In general, n-gram models are the simplest language model that is based on the idea of attributing probabilities to sentences. When predicting words, we pick the most probable (in our case, the 5 most probable) sentences that have one extra word than the given input. The probabilities are calculated as follows:

\[ S(w_i|w^{i-1} _{i-k+1}) = \left\{ \begin{array}{ll} \frac{count(w^{i}_{i-k+1})}{count(w^{i-1}_{i-k+1})} & \text{if}~count(w^{i}_{i-k+1}) > 0 \\ \lambda S(w_{i}|w^{i-1}_{i-k+2}) & \text{otherwise} \end{array} \right. \]

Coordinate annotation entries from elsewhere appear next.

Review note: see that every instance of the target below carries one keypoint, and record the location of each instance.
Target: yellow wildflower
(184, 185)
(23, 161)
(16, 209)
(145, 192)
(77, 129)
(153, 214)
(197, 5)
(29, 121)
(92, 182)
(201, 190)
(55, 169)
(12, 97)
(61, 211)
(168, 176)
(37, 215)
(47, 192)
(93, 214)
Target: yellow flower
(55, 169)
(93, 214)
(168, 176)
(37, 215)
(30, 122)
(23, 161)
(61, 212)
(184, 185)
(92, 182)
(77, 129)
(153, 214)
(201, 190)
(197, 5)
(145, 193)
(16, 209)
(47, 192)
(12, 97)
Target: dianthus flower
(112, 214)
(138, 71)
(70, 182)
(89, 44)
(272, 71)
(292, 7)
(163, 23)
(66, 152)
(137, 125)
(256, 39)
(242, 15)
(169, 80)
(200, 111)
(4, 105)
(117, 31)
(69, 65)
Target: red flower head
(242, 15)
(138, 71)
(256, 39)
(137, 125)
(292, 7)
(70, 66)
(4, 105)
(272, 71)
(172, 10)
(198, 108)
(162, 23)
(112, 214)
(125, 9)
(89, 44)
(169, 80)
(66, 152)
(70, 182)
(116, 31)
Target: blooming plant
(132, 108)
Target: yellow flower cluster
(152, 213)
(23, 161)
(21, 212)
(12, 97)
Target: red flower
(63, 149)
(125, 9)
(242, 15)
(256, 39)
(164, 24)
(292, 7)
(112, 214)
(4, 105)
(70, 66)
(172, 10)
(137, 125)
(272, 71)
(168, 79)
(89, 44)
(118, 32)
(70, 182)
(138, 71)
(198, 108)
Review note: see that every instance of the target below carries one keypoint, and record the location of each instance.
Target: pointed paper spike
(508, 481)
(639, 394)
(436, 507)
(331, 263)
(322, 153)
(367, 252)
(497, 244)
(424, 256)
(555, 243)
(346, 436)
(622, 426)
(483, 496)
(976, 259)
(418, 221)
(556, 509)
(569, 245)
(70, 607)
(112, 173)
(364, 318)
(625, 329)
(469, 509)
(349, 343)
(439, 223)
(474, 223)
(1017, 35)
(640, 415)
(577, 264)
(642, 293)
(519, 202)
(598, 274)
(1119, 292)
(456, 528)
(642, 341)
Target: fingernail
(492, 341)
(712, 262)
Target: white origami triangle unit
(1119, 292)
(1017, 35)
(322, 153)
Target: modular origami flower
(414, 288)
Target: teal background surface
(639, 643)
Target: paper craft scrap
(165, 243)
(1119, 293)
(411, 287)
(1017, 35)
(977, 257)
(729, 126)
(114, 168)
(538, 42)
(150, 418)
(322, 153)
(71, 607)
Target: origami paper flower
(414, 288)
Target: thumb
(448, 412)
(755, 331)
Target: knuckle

Here \( w^{j}_{i} \) means the words \( i \) through \( j \) of a sentence, and the function \( S(w_{i}|w^{b}_{a}) \) computes the probability of the sentence \( w_{a} ... w_{b} w_{i} \) — so the \( w_{i} \) words that output the 5 largest probabilities are our predicted (or candidate) words.

The final implementation uses tables of up to 5-grams and \( \lambda = 0.4 \) (as suggested in the original paper); higher order n-grams did not increase accuracy and used considerably more RAM. The “raw” n-gram and frequency tables, once complete, occupied ~200 MB of RAM in R. Several steps were taken to reduce this:

• The words in 2,3,4 and 5 -grams were turned into index sequences into the unigram table
• 3,4 and 5-grams with frequency 2 or 1 were cut out.

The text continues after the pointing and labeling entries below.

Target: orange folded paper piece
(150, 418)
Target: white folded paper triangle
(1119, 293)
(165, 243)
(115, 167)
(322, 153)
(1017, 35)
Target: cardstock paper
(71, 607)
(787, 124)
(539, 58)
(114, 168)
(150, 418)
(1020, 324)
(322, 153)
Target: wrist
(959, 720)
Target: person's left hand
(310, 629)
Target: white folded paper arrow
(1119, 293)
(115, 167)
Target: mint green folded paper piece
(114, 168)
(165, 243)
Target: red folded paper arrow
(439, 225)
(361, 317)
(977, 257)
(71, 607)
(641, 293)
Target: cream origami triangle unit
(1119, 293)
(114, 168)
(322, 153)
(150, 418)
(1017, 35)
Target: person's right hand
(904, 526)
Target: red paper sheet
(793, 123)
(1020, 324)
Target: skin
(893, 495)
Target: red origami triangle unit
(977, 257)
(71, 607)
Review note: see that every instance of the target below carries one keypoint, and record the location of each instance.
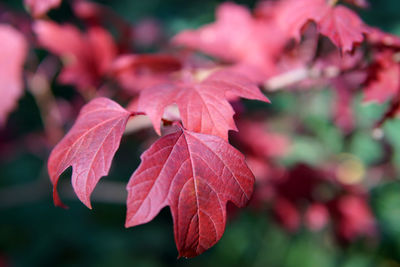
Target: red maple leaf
(340, 24)
(87, 57)
(137, 72)
(380, 38)
(196, 175)
(203, 106)
(238, 37)
(39, 8)
(13, 51)
(89, 147)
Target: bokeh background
(35, 233)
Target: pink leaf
(340, 24)
(13, 51)
(39, 8)
(87, 57)
(196, 175)
(203, 106)
(89, 147)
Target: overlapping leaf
(39, 8)
(13, 51)
(89, 147)
(203, 106)
(238, 37)
(86, 56)
(340, 24)
(196, 175)
(386, 81)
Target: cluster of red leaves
(194, 170)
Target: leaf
(137, 72)
(203, 106)
(87, 57)
(89, 147)
(236, 36)
(38, 8)
(340, 24)
(13, 53)
(196, 175)
(385, 83)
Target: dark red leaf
(196, 175)
(13, 51)
(340, 24)
(89, 147)
(39, 8)
(386, 81)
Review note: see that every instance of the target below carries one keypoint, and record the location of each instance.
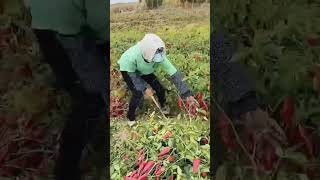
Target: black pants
(88, 107)
(137, 95)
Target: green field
(186, 33)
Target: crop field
(279, 45)
(160, 148)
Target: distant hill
(112, 2)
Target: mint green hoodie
(132, 61)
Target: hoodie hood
(149, 45)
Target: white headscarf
(149, 45)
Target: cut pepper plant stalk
(154, 100)
(239, 140)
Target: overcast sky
(122, 1)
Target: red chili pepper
(140, 158)
(204, 174)
(159, 171)
(287, 112)
(133, 174)
(147, 167)
(203, 105)
(171, 159)
(204, 141)
(180, 103)
(143, 177)
(141, 166)
(196, 164)
(167, 136)
(165, 151)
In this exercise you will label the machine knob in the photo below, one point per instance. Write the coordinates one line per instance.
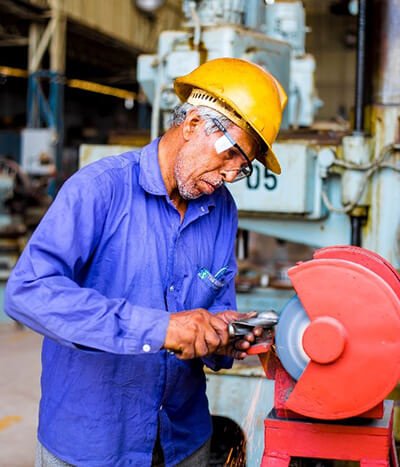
(324, 340)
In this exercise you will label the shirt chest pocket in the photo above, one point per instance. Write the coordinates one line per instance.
(207, 287)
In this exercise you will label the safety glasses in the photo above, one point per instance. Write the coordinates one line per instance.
(226, 142)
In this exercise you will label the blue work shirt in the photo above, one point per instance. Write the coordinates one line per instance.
(107, 264)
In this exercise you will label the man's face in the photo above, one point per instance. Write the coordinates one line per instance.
(200, 169)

These two measures cut the used RAM to ~30MB, and also considerably decreased the execution time from ~2s to ~70 msec, without affecting accuracy. Given these numbers, this implementation could be used as a good starting point for an implementation targeted for mobile devices.

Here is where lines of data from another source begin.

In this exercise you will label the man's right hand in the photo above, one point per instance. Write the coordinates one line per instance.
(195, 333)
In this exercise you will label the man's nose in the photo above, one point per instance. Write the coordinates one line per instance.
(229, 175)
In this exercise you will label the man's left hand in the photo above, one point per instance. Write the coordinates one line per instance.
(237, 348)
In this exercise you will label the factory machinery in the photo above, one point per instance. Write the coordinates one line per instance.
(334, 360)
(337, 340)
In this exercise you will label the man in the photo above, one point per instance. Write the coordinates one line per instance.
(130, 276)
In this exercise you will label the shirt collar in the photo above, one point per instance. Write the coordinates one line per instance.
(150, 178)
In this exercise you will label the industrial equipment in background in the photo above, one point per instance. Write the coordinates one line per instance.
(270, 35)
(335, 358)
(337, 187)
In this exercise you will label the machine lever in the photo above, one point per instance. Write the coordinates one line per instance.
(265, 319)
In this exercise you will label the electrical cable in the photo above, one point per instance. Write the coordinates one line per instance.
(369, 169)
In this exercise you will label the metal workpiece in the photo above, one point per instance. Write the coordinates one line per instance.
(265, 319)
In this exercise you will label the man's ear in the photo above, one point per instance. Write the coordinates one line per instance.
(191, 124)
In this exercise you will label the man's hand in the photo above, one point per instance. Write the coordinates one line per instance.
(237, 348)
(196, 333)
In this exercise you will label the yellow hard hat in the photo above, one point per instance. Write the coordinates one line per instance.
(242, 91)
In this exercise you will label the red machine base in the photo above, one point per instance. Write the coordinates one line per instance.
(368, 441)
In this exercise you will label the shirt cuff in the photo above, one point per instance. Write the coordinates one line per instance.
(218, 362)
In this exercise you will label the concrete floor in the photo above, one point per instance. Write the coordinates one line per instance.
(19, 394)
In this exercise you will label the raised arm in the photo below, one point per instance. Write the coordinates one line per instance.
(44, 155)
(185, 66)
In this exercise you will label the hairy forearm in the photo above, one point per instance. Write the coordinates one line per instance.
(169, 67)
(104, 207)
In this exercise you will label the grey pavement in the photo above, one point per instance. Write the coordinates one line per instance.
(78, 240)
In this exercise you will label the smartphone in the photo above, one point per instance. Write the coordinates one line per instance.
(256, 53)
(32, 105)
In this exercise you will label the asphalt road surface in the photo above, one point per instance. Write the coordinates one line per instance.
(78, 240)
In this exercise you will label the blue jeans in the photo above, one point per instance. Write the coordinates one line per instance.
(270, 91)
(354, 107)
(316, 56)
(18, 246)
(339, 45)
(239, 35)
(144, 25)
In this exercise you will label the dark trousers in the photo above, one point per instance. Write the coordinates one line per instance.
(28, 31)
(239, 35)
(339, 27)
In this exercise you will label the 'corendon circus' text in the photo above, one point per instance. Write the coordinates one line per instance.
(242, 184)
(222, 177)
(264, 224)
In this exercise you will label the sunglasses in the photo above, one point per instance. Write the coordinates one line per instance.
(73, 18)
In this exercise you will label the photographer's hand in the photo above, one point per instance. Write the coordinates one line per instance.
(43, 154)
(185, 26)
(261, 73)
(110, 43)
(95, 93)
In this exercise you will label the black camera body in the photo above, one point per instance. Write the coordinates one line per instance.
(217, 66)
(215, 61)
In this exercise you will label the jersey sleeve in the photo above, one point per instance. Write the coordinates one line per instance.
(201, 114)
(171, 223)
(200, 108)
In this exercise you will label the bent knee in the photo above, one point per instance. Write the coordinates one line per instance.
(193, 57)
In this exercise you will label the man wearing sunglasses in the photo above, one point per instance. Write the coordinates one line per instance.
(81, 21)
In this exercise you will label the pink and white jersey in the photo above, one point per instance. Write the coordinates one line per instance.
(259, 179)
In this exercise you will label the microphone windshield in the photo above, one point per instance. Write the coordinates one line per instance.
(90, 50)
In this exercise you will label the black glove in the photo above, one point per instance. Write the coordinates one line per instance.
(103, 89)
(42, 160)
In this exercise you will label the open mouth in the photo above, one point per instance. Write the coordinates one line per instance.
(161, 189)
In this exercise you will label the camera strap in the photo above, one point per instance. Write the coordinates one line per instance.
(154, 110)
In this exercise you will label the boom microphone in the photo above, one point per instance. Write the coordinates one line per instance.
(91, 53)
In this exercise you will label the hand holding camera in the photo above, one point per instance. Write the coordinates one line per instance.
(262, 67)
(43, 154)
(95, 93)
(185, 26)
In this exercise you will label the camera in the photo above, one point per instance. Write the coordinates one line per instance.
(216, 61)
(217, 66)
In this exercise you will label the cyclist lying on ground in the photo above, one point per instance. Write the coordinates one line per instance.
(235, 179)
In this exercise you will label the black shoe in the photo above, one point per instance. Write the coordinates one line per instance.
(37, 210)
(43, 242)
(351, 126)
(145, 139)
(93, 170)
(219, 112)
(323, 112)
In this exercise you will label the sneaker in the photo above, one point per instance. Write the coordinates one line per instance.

• The final application can be accessed at https://joaotmartins.shinyapps.io/Capstone_Project/; usage instructions are provided in the web page itself.
• The prediction implementation was benchmarked using a popular tool, benchmark.R:

Overall top-3 score:     16.28 %
Overall top-1 precision: 11.77 %
Overall top-3 precision: 20.12 %
Average runtime:         70.16 msec
Number of predictions:   28464
Total memory used:       34.82 MB

Dataset details
 Dataset "blogs" (599 lines, 14587 words, hash 14b3c593e543eb8b2932cf00b646ed653e336897a03c82098b725e6e1f9b7aa2)
  Score: 16.00 %, Top-1 precision: 11.35 %, Top-3 precision: 19.94 %
 Dataset "tweets" (793 lines, 14071 words, hash 7fa3bf921c393fe7009bc60971b2bb8396414e7602bb4f409bed78c7192c30f4)
  Score: 16.55 %, Top-1 precision: 12.19 %, Top-3 precision: 20.30 %

• Here we can see that the correct word is within the application's top 3 predictions ~20% of the time, a relatively good performance when compared to other publicly shared benchmarks (Coursera Data Science Capstone Week 5 thread).